The 30-year-old said she grew up wearing sunscreen but now realises, like many Australians, she never took it too seriously. She also held the misinformed belief her olive skin would help keep her safe from the harsh effects of the sun.

“I only started wearing sunscreen every single day on my face when I was about 25,” she said.

“But not so much on my body, I only really wore it on my body when I was directly in the sun,” Ms Chan said.

TikTok beauty influencers have popularised the daily use of facial SPF over the last two years, largely as a means to slow down premature ageing and hyperpigmentation of the skin from using harsh products like retinol.

About 70 per cent of people admit they forget to protect themselves from skin cancer and agree they should be self-checking their skin for early signs more frequently, according to new research from Australian life insurer TAL released on Monday.

The insurer’s annual national skin safety awareness program TAL SpotChecker launches this week ahead of record-breaking temperatures predicted this Summer.

She went back in for a second round of skin removals and thankfully, the results showed she was cancer free.

Ms Chan said she had not considered herself at as much risk because of the naturally olive-toned skin she inherited from her Mongolian grandfather.

“I actually got a lot of messages from people who are also Asian and were so shocked that an Asian person got cancer, especially because I do have darker skin than most Chinese people,” she said.

There are still one in five Australians who have never done a self-check of their skin, yet two in three will be diagnosed with some form of skin cancer by the age of 70, according to the Cancer Council of Australia.

TAL Health Services general manager Priya Chagan says there is a persistent disconnect between people’s skin safety intentions and their actions that often inhibits them from taking tangible steps to prevent or reduce the impact of skin cancer.

“This is concerning because even just a few instances of severe, unprotected sun exposure can have dire consequences for skin health outcomes,” she said.
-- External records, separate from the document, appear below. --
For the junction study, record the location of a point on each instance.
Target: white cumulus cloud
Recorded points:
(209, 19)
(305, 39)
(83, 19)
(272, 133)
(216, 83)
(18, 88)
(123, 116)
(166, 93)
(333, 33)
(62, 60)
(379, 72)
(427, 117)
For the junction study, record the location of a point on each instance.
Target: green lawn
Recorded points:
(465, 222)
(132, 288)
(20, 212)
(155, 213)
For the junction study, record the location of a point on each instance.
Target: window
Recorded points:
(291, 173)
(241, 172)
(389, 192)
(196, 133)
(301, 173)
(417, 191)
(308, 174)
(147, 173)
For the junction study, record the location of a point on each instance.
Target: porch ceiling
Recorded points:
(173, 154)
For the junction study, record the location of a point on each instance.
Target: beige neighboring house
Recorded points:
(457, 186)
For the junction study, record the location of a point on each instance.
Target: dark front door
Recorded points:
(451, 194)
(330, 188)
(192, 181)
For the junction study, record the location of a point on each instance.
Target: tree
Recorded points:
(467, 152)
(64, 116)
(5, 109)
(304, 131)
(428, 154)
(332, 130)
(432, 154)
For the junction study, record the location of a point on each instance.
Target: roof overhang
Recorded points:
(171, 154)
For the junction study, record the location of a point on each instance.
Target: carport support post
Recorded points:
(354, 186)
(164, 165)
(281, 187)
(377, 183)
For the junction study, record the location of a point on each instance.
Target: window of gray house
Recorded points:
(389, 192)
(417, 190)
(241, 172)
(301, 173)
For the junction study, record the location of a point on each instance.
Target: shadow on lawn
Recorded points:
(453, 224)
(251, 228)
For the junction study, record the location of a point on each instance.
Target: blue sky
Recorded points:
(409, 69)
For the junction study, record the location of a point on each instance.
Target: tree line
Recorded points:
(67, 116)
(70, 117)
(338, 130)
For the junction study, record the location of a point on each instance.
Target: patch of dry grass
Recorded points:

“Many of us have become complacent around sun safety, so it is crucial that we practice positive habits to protect ourselves from the sun this summer including adequate sunscreen use, seeking shade where possible, and wearing protective clothing,” Dr Chagan said.

Ms Chan said the most confronting thing she learned during her health scare was the speed with which skin cancer can return after the first diagnosis.

“I was actually surprised to hear that your skin remembers your past experiences, so no matter how careful I am in future no matter how much sunscreen I wear, I could still get a melanoma sometime soon in the future,” she said.

A second melanoma can come on quickly and often more aggressively, so Ms Chan has been warned to be vigilant and get a check-up every three months for the immediate future.